We were from a generation where, on the whole, wives did not go out to work; although my wife founded and managed a successful audiotape business for a Catholic charity, and was a highly skilled marriage counsellor. But her function was to run the household while my function, outside my business career, was to look after the family money. I can scarcely imagine how complex that would have been for her if I had died first: virtually all our holdings were in both names. Even in this case it was a matter of months rather than weeks; my good fortune lay in having a corporate accountant as a son-in-law. But of course I knew little about the many activities required to keep the household safe and running smoothly. I didn’t know where the relevant papers were, or whether and when renewals were required. Nor did I know that useful man around the corner who could fix this and that in the household.
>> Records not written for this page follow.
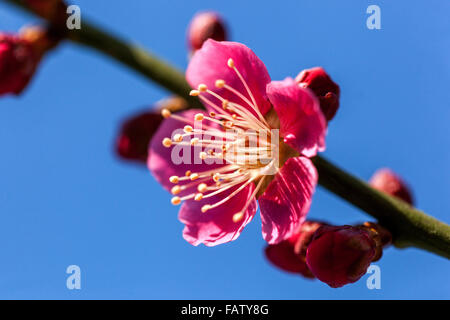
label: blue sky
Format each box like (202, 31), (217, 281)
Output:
(0, 0), (449, 299)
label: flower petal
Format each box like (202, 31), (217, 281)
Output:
(186, 39), (272, 116)
(266, 78), (327, 157)
(179, 183), (257, 246)
(259, 156), (318, 244)
(147, 109), (223, 192)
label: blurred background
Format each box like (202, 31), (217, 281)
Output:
(0, 0), (449, 299)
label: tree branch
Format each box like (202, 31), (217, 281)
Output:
(5, 0), (450, 259)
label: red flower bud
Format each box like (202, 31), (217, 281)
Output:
(0, 34), (37, 96)
(187, 12), (227, 52)
(306, 225), (376, 288)
(295, 67), (340, 122)
(265, 221), (325, 278)
(0, 26), (58, 97)
(116, 97), (188, 163)
(369, 168), (414, 205)
(116, 111), (163, 163)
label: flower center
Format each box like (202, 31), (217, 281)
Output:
(161, 58), (279, 222)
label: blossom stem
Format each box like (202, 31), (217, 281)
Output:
(6, 0), (450, 259)
(4, 0), (203, 109)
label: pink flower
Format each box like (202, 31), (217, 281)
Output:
(148, 40), (327, 246)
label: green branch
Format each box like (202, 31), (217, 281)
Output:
(312, 157), (450, 259)
(5, 0), (450, 259)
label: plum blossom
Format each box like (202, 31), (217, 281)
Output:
(148, 40), (327, 246)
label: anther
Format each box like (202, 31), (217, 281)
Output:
(184, 125), (193, 133)
(198, 183), (207, 193)
(171, 185), (181, 195)
(174, 134), (183, 142)
(161, 108), (171, 118)
(227, 58), (235, 68)
(222, 100), (229, 109)
(185, 170), (192, 177)
(232, 212), (244, 223)
(198, 84), (208, 92)
(190, 138), (199, 146)
(171, 197), (181, 205)
(213, 173), (221, 182)
(201, 204), (211, 213)
(199, 152), (207, 160)
(194, 193), (203, 201)
(190, 90), (200, 96)
(190, 173), (199, 181)
(215, 79), (225, 88)
(162, 138), (172, 148)
(194, 113), (204, 121)
(169, 176), (179, 184)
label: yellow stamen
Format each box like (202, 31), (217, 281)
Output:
(194, 113), (204, 121)
(161, 108), (171, 118)
(162, 138), (172, 148)
(198, 183), (208, 193)
(201, 204), (211, 213)
(171, 185), (181, 195)
(171, 197), (181, 205)
(215, 79), (225, 88)
(232, 212), (244, 223)
(194, 193), (203, 201)
(198, 84), (208, 92)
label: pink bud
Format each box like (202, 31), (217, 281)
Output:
(265, 221), (325, 278)
(187, 12), (227, 52)
(306, 225), (376, 288)
(295, 67), (340, 121)
(369, 168), (414, 205)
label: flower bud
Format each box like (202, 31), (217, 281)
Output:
(115, 97), (188, 163)
(116, 111), (163, 163)
(187, 12), (227, 52)
(295, 67), (340, 121)
(265, 221), (325, 278)
(0, 26), (60, 97)
(306, 225), (376, 288)
(359, 222), (392, 262)
(0, 34), (36, 96)
(369, 168), (414, 205)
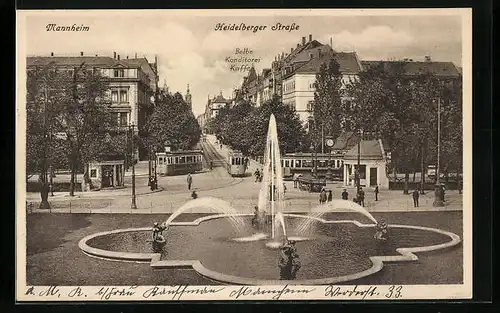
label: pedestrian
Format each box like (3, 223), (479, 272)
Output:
(191, 190), (198, 199)
(412, 189), (420, 207)
(358, 187), (365, 207)
(327, 190), (333, 202)
(254, 169), (260, 182)
(209, 161), (213, 170)
(187, 173), (193, 190)
(342, 189), (349, 200)
(374, 185), (379, 201)
(319, 188), (327, 204)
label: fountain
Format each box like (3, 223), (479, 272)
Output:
(257, 114), (285, 239)
(79, 114), (462, 285)
(164, 197), (246, 233)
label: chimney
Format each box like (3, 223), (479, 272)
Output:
(290, 47), (293, 53)
(117, 54), (120, 60)
(309, 34), (312, 42)
(95, 54), (98, 57)
(126, 56), (129, 59)
(330, 37), (333, 47)
(50, 52), (54, 57)
(80, 51), (83, 56)
(135, 53), (137, 59)
(113, 52), (116, 59)
(297, 43), (300, 48)
(425, 55), (432, 62)
(302, 36), (306, 45)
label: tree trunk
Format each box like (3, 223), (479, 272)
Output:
(39, 173), (51, 210)
(403, 170), (409, 194)
(69, 156), (76, 197)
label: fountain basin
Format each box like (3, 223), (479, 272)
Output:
(79, 214), (461, 285)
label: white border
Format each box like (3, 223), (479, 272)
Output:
(15, 8), (472, 301)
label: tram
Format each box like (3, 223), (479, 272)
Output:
(227, 150), (247, 177)
(156, 150), (203, 176)
(281, 152), (344, 181)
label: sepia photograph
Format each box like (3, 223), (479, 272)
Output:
(16, 8), (472, 301)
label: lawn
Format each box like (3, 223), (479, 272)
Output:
(25, 211), (463, 286)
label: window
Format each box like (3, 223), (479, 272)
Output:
(114, 69), (125, 78)
(180, 157), (186, 164)
(120, 90), (128, 102)
(187, 156), (192, 163)
(158, 158), (164, 165)
(280, 160), (283, 167)
(295, 160), (301, 167)
(167, 157), (171, 165)
(285, 160), (290, 167)
(175, 157), (179, 164)
(111, 91), (119, 103)
(235, 158), (241, 165)
(90, 169), (97, 177)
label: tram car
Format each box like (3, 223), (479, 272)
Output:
(227, 150), (247, 177)
(281, 152), (344, 181)
(156, 150), (203, 176)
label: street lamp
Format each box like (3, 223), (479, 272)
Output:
(130, 124), (137, 209)
(433, 97), (444, 207)
(356, 129), (362, 196)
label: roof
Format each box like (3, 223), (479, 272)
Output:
(289, 51), (363, 77)
(26, 56), (140, 68)
(360, 60), (461, 77)
(213, 94), (231, 103)
(332, 132), (360, 150)
(343, 140), (384, 160)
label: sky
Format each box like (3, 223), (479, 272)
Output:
(22, 10), (464, 116)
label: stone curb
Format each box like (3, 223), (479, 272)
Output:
(78, 213), (461, 285)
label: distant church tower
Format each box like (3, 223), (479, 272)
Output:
(185, 84), (192, 109)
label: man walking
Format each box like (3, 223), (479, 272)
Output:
(412, 189), (420, 207)
(374, 185), (379, 201)
(358, 187), (365, 207)
(187, 173), (193, 190)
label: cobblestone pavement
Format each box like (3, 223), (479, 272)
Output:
(26, 137), (463, 215)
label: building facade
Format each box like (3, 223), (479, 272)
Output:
(26, 52), (159, 160)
So my advice here is to train each other. Have specific and recorded places for paperwork, and a diary list for renewals and anniversaries. And, from time to time, swap jobs under the other’s tutelage. There should be no task of substance that cannot be carried out correctly by either of you. The children, as was the case with mine, will strive to be helpful but even they cannot guess without the documentation.
I hope there is no need to remind anyone about having an up-to-date will, lodged with your lawyer. If you want to know why, Google “intestacy”. The distribution rules for the intestate are common sense, but they won’t be appropriate in some situations. I have given power of attorney to my children, and I am in the process of doing the same for health matters. That way, when I go, the children will know how I cared for them. They are my future.